While teaching his course on women and Christianity, McGrath is also working on two new books about the life of John the Baptist—one for academic consumption and the other for general readers.

One of his duties as the Newell Scholar is to plan programs for campus and the community.

McGrath already hosted a visiting speaker, Professor Susan Hylen from the Candler School of Theology at Emory University. In February, she spoke about her new book, “Finding Phoebe.” Phoebe was the New Testament woman who delivered Paul’s letter to the Romans.

On Feb. 28, McGrath gave a talk on the ethics of information flow. He talked about whether the computer on Star Trek is better than Google and the new chatbot, ChatGPT. A Trekkie, McGrath sought to make the talk fun. He examined whether simple answers given by the Star Trek computer are preferrable to millions of results from a Google search.

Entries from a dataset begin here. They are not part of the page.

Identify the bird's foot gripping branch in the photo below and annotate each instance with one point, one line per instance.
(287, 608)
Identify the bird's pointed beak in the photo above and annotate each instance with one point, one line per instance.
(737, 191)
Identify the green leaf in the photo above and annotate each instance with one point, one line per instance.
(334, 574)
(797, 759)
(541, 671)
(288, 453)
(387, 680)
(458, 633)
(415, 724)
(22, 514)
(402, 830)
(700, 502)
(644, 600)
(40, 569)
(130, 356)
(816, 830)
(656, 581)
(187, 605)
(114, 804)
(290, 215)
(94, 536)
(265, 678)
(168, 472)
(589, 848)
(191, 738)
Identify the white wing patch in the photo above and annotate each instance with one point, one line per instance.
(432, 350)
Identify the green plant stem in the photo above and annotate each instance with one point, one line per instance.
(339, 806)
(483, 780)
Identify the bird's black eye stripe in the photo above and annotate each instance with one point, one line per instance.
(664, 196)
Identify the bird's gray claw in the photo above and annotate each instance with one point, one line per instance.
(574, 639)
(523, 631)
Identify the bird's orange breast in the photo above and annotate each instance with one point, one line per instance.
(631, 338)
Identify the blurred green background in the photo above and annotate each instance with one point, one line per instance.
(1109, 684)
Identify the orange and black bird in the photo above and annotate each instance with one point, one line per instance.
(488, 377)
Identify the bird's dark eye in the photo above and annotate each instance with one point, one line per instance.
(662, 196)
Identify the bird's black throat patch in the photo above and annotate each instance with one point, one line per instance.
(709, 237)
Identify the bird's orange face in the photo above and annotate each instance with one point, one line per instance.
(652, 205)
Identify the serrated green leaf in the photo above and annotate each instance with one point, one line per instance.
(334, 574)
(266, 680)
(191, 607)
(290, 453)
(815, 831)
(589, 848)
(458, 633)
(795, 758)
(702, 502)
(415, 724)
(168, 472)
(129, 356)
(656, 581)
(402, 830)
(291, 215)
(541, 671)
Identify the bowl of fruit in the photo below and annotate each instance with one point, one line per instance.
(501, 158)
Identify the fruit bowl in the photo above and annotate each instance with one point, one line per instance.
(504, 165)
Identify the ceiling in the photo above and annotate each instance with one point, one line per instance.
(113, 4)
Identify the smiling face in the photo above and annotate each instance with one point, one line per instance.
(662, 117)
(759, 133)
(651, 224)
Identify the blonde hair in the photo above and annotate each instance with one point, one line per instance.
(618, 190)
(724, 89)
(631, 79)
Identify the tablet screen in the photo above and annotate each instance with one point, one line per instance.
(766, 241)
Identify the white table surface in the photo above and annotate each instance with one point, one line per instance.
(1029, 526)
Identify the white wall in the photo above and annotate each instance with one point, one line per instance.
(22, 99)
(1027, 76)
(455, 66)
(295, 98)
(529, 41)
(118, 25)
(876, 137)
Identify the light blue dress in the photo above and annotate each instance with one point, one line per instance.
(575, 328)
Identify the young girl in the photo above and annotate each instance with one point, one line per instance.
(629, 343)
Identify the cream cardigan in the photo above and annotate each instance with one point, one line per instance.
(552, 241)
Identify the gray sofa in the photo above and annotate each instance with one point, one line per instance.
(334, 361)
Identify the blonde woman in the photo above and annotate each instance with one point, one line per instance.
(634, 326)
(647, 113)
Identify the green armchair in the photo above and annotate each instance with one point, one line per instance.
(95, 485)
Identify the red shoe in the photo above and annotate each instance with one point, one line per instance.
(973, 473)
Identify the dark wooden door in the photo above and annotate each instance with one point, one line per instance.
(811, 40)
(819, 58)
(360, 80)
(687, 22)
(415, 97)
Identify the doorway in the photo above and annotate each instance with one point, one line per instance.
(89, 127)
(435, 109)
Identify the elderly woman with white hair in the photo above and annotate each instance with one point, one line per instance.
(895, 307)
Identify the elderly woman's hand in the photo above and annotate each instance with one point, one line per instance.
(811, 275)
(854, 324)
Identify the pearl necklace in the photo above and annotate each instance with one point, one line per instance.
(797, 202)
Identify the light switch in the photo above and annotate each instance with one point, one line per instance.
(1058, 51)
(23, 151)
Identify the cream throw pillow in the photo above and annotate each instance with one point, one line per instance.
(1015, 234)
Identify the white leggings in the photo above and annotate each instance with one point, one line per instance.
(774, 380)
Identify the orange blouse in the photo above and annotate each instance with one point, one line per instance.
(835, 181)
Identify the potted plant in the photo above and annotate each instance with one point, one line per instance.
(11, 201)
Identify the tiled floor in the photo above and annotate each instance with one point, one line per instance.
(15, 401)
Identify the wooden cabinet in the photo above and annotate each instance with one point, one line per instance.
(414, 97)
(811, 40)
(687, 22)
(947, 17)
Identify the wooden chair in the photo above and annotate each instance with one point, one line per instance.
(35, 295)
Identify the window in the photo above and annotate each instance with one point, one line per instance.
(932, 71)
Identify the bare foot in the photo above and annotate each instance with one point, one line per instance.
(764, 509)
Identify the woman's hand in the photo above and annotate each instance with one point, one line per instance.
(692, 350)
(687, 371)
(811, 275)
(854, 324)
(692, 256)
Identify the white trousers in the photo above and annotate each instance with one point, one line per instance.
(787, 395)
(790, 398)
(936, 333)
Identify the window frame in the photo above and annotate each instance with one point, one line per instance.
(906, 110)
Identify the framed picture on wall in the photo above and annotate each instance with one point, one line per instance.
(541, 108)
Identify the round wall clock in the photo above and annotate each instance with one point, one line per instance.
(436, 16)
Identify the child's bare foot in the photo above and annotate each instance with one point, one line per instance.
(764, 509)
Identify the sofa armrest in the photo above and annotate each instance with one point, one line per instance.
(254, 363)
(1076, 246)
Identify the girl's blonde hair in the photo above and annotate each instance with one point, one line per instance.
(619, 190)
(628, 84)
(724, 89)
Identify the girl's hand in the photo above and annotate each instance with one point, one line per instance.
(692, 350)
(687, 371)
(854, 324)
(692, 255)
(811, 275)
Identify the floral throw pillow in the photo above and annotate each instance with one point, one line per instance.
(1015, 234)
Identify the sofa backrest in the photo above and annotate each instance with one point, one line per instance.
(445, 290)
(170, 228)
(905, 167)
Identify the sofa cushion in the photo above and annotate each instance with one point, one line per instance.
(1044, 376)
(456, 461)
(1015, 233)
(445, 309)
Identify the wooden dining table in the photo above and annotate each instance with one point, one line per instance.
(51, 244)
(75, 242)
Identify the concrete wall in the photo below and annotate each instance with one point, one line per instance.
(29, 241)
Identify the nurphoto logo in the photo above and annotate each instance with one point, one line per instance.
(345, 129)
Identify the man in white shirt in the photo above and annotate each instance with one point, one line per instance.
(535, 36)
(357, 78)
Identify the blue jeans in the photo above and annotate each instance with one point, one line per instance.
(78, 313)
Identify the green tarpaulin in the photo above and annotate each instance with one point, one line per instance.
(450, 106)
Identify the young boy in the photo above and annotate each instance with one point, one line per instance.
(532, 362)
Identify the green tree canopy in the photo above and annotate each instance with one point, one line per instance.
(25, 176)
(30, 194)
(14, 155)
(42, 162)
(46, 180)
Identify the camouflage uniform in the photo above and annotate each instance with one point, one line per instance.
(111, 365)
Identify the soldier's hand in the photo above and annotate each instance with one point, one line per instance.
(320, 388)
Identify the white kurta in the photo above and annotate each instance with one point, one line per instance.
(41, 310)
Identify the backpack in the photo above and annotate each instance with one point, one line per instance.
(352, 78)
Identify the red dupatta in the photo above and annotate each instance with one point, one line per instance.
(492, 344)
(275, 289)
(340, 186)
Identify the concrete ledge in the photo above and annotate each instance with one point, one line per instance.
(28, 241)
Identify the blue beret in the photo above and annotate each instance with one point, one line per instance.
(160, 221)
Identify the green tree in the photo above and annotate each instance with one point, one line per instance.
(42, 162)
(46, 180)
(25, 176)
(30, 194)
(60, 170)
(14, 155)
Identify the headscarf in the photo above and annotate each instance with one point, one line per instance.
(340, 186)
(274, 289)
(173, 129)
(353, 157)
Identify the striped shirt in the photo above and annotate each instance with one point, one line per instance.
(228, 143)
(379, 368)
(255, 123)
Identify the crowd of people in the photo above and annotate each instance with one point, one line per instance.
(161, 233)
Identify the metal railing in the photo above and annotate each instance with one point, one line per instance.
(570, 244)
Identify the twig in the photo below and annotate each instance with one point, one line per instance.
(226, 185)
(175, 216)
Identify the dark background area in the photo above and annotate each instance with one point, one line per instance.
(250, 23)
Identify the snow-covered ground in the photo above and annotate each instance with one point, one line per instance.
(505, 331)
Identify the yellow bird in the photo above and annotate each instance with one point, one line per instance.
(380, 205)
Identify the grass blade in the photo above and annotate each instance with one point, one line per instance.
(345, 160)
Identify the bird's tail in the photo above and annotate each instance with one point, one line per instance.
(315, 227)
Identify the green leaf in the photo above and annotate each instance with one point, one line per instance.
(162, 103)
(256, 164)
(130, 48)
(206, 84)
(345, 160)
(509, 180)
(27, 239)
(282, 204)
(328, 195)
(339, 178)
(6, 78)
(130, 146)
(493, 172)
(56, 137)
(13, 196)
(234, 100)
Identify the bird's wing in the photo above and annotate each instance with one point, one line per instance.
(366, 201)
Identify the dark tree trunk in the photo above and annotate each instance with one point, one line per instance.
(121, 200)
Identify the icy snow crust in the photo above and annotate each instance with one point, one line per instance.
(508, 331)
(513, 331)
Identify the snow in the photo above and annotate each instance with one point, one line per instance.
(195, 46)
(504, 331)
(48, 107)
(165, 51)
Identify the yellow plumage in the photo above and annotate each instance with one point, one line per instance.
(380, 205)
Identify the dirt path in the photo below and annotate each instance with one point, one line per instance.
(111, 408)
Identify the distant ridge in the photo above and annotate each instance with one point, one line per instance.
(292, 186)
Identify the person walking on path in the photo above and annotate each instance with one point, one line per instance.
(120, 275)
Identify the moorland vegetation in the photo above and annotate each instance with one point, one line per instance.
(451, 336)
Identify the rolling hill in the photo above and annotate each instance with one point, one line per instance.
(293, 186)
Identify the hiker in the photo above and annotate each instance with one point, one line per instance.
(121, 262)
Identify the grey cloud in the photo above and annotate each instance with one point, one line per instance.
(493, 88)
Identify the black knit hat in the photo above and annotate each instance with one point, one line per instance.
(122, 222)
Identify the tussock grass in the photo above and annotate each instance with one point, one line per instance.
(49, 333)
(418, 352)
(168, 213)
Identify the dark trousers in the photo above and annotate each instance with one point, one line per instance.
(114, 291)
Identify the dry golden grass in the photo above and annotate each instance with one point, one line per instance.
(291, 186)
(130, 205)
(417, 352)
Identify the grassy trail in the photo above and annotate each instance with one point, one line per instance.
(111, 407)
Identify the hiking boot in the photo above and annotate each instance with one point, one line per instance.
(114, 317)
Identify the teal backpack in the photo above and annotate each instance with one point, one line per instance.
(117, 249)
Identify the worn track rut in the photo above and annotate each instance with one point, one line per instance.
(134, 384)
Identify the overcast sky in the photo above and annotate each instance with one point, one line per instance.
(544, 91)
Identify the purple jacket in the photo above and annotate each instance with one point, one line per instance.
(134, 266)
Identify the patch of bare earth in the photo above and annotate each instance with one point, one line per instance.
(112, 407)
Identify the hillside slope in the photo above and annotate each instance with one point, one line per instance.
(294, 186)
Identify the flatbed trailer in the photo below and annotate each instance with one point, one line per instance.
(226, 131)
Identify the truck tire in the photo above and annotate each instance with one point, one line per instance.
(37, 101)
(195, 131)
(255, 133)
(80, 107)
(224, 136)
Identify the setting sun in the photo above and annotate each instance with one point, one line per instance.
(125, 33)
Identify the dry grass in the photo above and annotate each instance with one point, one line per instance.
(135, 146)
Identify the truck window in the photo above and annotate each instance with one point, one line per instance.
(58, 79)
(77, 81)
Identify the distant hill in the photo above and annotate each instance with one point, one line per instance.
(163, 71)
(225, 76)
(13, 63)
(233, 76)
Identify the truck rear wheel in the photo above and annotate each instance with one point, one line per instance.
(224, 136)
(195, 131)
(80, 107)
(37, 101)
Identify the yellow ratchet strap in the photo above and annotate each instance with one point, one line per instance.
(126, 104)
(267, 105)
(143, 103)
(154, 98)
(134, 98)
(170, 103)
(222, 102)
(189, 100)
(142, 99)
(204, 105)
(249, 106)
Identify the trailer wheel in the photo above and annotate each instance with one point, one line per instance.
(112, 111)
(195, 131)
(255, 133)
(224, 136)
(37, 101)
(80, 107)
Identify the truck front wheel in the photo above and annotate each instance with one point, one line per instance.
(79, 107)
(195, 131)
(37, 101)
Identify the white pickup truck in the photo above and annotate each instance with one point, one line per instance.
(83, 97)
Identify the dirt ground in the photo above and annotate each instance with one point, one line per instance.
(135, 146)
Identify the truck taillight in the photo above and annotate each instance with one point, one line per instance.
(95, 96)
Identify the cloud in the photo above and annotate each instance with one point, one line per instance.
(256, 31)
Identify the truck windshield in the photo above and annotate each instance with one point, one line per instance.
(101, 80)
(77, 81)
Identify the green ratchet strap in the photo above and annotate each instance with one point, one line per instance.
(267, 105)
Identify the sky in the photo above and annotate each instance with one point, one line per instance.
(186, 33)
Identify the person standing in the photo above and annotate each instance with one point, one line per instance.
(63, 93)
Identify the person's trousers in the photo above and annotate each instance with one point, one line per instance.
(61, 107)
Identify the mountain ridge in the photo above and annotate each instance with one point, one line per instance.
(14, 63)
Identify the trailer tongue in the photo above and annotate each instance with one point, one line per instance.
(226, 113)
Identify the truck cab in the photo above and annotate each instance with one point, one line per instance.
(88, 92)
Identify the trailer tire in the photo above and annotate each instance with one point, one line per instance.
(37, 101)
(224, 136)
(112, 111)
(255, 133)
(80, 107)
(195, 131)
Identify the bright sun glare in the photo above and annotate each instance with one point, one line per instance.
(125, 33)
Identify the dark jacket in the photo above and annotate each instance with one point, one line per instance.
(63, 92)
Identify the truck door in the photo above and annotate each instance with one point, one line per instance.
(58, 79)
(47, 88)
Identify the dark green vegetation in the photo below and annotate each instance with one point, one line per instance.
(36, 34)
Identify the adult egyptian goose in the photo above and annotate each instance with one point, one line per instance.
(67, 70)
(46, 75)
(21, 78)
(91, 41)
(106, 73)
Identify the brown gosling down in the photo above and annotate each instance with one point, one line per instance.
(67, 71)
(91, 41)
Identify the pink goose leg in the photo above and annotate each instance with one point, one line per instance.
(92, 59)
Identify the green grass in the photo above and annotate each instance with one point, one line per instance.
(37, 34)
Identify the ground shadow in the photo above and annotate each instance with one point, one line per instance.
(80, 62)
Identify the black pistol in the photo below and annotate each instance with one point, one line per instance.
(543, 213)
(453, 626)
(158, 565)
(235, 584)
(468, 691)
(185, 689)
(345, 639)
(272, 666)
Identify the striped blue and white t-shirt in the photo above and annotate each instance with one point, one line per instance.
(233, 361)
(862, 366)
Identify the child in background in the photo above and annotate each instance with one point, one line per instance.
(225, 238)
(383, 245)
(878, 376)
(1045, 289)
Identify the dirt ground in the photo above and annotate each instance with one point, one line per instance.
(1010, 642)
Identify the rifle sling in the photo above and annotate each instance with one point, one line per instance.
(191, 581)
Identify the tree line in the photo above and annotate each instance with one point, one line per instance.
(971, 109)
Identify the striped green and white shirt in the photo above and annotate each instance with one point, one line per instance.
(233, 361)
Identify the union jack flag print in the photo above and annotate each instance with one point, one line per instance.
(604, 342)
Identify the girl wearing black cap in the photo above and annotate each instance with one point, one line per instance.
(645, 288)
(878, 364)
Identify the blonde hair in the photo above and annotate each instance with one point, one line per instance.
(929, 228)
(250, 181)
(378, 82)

“I’m not sure it’s utopian to get one short answer,” he said. “But, on other hand, so much information out there today is misinformation and easily spread.”

“My short answer—from someone who thinks way too much about these things—is: If you’re on a starship, and you often encounter crisis situations, then you want to be able to ask the computer and get a quick answer,” McGrath said.

At Butler, McGrath mainly teaches biblical studies. But he’s branched out into other areas too—merging religious themes with modern science fiction and music.

In light of that, he’ll also moderate a panel of campus speakers in April. From religious studies, history, mythology and other disciplines, they’ll talk about the importance of studying popular culture in academia.

I consider it a real privilege to be able to spend a semester as the Newell Scholar. Everyone has been incredibly welcoming.